With all the media attention focused on the fiscal cliff, sequesters and the U.S. debt ceiling, the Eurozone’s debt crisis has faded into the background–which is no doubt a welcome respite for many investors. However, Europe’s fiscal problems haven’t gone away while our attention was elsewhere, and some economists think they may have quietly gotten worse over the past 12 months.
Let’s start with Greece, which is “celebrating” its fifth straight year of recession. Greece’s unemployment rate now stands at a record 26%, and the diminished economy is generating ever-fewer tax receipts, making it ever-harder to pay the 340 billion euros that the Greek Treasury owes to investors. That comes to 180% of the country’s economic output, and many economists are saying that the only way Greek can avoid a default (and expulsion from the euro) is to have those creditors forgive at least 50% of its debt. Even then, current austerity measures are estimated to take unemployment up to 30% later this year.
Meanwhile, the United Kingdom has seen its credit rating downgraded by the Moody’s rating agency (from AAA to AA1), which follows a similar downgrade of France last year. And now, the recent Italian elections have reignited fears that the austerity measures that Germany demanded for keeping bonds afloat are about to be cast aside. The new Five Star protest party in Italy, which has been calling for Italy to exit the euro, received the highest number of votes and will become the single biggest party in Italy’s lower house. Meanwhile, ex-premier Silvio Berlusconi appears to have the most seats in Italy’s Senate. Berlusconi campaigned on a promise to rip up the European Union’s austerity plans and cut taxes–which would make it less likely that the government would have the resources to service its bond debt. The European Union’s hand-picked Italian prime minister, Mario Monti, who had pledged to continue reforming the economy and stay the course with painful budget cuts, finished a dismal fourth in the elections–making it clear that the steps needed to put the euro on firmer ground may be too politically unpopular to implement in today’s European politics.
After the Italian election results became public, investors panicked. Rates jumped for both Italian and Spanish government bonds, on the theory that if Italy refuses to impose fiscal pain on its citizens, Spain, with its own 25% unemployment rate and ample pain due to fiscal tightening, may follow the same course.
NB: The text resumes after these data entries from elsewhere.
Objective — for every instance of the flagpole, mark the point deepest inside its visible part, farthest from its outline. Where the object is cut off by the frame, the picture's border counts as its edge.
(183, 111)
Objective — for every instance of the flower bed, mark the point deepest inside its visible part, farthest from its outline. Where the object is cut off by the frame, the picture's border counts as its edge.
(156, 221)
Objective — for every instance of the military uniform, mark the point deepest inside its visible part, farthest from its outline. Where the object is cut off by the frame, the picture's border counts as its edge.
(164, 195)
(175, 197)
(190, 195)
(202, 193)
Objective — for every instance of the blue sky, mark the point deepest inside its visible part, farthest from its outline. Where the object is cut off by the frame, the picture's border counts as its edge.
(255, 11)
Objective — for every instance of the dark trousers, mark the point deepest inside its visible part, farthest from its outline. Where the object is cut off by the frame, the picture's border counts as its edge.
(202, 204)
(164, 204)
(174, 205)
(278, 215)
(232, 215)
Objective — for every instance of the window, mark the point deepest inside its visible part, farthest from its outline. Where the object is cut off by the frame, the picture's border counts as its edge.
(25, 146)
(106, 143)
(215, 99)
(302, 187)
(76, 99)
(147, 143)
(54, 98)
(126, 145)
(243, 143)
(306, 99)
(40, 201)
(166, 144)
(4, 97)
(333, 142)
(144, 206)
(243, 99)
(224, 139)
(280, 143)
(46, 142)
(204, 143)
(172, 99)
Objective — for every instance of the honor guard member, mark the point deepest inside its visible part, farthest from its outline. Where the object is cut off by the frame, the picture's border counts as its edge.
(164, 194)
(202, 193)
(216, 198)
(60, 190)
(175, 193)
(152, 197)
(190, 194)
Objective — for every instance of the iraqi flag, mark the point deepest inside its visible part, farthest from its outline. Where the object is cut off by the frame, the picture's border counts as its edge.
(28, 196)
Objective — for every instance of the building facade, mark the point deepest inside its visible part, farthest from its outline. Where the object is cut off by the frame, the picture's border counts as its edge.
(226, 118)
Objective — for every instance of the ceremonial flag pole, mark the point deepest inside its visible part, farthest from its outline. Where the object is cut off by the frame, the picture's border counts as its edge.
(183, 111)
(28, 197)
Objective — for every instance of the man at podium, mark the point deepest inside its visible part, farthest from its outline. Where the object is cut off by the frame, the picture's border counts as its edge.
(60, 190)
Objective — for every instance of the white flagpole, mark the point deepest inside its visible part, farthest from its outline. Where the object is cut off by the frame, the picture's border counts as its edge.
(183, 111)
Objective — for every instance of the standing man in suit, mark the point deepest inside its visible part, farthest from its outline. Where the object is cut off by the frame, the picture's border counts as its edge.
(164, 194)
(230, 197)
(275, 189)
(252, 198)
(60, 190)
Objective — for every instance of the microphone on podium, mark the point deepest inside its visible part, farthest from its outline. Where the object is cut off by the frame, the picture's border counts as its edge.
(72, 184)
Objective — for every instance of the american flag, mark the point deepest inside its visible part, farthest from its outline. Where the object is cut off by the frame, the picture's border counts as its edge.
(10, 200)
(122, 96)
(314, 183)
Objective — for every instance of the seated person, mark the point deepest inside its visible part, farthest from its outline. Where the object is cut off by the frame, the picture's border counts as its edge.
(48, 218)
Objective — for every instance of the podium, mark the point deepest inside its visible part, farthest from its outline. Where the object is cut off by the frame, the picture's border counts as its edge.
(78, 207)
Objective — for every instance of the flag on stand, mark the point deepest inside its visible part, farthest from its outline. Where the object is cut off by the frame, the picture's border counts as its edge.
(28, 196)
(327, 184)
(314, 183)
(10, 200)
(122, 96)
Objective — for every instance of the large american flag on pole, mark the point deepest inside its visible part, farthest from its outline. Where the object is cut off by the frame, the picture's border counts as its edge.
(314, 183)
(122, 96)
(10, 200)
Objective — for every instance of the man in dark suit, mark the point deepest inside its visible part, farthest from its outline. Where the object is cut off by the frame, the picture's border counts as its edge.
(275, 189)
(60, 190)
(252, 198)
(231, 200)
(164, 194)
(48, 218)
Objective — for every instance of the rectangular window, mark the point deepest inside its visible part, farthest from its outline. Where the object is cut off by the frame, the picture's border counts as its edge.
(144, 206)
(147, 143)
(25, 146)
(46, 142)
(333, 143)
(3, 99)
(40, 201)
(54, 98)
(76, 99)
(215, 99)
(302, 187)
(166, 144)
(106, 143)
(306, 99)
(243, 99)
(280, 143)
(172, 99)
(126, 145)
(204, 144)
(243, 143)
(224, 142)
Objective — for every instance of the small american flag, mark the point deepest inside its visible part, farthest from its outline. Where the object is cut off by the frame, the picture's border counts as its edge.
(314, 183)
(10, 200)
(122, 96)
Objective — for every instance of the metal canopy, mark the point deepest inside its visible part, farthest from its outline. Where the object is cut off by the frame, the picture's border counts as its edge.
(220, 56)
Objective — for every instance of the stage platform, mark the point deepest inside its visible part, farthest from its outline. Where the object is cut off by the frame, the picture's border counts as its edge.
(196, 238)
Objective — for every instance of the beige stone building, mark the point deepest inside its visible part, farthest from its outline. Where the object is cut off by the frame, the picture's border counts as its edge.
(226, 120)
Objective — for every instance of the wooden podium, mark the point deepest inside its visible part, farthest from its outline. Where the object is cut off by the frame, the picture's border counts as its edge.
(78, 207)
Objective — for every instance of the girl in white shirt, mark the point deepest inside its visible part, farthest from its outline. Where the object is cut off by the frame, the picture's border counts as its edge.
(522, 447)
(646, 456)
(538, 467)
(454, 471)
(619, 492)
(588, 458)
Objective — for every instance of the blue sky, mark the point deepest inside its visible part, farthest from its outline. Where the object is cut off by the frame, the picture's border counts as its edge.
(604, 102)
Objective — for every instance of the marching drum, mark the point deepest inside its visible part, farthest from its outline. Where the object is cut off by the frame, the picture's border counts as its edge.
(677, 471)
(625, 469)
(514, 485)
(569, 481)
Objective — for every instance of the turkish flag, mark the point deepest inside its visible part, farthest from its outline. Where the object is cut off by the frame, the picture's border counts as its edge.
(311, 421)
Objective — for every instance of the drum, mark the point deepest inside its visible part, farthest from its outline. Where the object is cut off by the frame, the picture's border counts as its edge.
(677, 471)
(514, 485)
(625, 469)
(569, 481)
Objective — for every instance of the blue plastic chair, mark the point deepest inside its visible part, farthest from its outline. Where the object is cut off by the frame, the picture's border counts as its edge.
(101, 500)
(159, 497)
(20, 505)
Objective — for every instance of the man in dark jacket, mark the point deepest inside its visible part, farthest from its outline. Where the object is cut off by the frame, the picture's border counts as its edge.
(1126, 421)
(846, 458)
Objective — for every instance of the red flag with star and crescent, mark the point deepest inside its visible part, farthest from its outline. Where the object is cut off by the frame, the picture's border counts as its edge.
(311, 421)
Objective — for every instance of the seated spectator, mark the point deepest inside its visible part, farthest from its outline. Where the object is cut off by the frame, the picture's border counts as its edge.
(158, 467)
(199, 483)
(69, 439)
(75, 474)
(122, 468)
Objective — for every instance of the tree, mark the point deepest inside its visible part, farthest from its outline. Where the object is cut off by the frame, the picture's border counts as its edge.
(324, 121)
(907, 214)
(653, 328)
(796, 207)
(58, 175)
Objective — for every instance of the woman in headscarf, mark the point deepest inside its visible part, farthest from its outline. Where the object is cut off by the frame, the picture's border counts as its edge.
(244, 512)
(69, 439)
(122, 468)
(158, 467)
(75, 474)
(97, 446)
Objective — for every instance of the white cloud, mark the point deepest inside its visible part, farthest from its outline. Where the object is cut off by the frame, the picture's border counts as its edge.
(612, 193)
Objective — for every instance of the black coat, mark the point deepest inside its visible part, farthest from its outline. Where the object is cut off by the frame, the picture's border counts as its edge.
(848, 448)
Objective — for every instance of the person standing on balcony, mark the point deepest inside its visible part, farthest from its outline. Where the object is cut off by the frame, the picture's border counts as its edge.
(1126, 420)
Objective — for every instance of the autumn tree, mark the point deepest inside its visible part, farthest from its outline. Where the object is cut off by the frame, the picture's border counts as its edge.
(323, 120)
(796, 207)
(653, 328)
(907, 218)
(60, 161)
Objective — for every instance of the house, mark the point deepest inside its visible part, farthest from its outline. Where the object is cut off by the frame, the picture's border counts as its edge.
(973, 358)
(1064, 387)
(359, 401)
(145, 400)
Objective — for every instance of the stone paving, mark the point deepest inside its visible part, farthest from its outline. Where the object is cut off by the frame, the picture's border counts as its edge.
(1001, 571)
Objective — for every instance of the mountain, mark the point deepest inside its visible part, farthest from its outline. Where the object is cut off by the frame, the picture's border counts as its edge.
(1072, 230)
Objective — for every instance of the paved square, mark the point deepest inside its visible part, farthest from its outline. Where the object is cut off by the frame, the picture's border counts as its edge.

This, in turn, calls into question whether the European Central Bank will continue to stand behind the debt of countries who have abandoned its austerity reform measures.
Meanwhile, other problems are beginning to surface. Since the end of July, the value of the euro has risen from $1.21 to $1.36, making Europe’s manufactured products more costly in the global marketplace, further reducing export business for already-uncompetitive southern European manufacturers and raising the costs for tourists who visit the Roman Coliseum and the Greek Parthenon. Ironically, the very policies that seemed to stabilize Europe’s debt crisis restarted the flow of capital into the Eurozone, raising the euro’s value and potentially causing the long recession in southern Europe to deepen, even causing a reduction in German exports.
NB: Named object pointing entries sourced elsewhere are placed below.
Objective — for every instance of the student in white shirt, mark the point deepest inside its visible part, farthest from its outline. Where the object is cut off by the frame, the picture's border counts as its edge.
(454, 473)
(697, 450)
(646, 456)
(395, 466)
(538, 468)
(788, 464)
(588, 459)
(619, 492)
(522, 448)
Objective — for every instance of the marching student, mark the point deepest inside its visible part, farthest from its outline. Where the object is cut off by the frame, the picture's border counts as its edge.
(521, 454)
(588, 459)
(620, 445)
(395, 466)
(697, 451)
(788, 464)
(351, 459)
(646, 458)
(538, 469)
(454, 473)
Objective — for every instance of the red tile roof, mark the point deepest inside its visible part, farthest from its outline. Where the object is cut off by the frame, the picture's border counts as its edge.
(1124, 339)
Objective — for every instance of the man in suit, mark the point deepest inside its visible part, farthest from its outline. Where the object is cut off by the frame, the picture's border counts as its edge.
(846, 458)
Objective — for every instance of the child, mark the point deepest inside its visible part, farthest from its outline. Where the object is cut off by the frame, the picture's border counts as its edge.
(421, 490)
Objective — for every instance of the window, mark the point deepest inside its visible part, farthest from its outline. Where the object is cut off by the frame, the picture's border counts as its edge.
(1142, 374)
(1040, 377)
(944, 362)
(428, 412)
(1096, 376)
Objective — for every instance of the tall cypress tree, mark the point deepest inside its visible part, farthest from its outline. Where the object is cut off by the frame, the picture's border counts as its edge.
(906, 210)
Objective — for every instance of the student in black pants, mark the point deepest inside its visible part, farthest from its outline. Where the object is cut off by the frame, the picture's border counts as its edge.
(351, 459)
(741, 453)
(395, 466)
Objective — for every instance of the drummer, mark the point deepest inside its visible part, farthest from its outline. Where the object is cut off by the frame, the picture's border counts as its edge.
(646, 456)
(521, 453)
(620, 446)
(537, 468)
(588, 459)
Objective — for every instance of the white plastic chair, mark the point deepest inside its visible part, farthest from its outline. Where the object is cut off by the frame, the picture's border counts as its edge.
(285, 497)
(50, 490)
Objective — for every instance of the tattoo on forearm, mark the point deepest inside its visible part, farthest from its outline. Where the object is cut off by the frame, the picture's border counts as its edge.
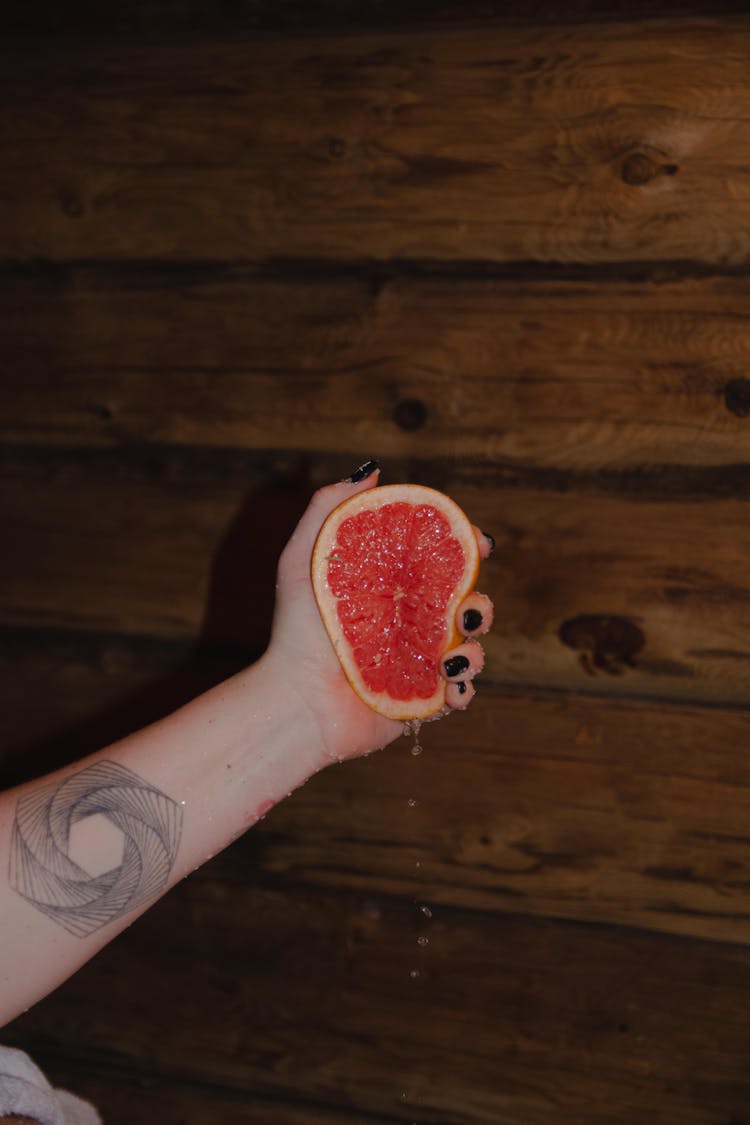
(43, 871)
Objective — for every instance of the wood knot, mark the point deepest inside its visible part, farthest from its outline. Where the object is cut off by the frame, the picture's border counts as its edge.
(409, 414)
(737, 397)
(605, 644)
(640, 168)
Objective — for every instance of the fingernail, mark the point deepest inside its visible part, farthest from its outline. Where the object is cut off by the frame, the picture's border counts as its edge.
(472, 620)
(364, 470)
(455, 665)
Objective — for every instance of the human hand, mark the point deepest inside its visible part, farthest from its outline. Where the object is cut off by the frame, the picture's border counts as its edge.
(305, 658)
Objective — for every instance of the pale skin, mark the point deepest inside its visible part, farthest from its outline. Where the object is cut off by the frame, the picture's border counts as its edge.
(196, 780)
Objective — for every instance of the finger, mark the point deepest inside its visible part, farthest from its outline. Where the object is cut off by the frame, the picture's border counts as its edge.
(458, 696)
(475, 615)
(485, 541)
(325, 500)
(462, 663)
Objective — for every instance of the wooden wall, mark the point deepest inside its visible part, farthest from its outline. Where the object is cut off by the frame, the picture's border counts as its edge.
(243, 248)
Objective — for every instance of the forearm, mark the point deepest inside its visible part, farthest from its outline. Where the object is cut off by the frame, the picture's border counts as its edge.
(93, 845)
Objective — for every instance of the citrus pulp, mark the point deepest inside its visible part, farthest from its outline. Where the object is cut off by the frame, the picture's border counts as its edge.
(390, 567)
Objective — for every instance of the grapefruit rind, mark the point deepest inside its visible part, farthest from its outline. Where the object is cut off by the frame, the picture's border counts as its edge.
(373, 501)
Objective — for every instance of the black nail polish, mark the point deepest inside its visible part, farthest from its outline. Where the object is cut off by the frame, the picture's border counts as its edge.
(364, 470)
(455, 665)
(472, 620)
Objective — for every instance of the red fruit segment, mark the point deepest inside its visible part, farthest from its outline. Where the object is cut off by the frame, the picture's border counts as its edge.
(389, 569)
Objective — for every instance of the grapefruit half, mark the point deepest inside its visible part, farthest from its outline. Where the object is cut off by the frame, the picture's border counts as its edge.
(390, 567)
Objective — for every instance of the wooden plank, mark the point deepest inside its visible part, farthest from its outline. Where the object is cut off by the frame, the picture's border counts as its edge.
(569, 808)
(576, 143)
(135, 1095)
(554, 806)
(601, 593)
(202, 17)
(509, 1020)
(572, 375)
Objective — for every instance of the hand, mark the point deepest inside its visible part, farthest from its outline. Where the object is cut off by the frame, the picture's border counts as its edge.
(305, 658)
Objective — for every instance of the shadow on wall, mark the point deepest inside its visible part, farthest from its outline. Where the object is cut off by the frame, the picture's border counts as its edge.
(235, 630)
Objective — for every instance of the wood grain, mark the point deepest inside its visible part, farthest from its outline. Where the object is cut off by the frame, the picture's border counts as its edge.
(509, 1020)
(569, 375)
(596, 593)
(571, 143)
(556, 806)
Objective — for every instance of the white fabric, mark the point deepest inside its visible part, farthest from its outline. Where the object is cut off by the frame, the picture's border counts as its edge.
(25, 1091)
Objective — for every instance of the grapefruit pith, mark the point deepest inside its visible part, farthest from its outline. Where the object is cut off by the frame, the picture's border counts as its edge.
(390, 567)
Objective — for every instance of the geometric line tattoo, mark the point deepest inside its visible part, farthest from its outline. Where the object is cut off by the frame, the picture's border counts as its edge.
(43, 872)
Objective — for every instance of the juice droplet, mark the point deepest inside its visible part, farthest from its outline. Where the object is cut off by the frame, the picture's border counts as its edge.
(413, 727)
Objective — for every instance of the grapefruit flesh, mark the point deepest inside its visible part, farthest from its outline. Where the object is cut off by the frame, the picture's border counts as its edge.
(390, 567)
Nobody seems to have a solution that would cause European voters to accept more years of incremental diminishment of their living standards, and at the same time make the weaker European economies more competitive, and at the same time convince holders of Greek bonds that they should give back 50% of the face amount on the bonds they purchased before the mess got started. Look for the euro debt crisis to start reemerging in headlines and in discussions from analysts who recommend where to put your money.
No doubt, the headlines will demand that you panic, but you can decline the invitation, and remember that pundits have predicted a breakup of the Eurozone for each of the past five years. The crisis is far from resolved, even if it was not highly visible for the past few months, but it helps to remember that the fiscal mess and the value of individual stocks are very different things. Through February, an index of European Union stocks is up about .8% in dollar terms, and over the past year, it has returned 4.15%. That’s not the highest return in the world, but it suggests that investors are looking past the debt and seeing opportunities where the newspapers and bloggers see only fear.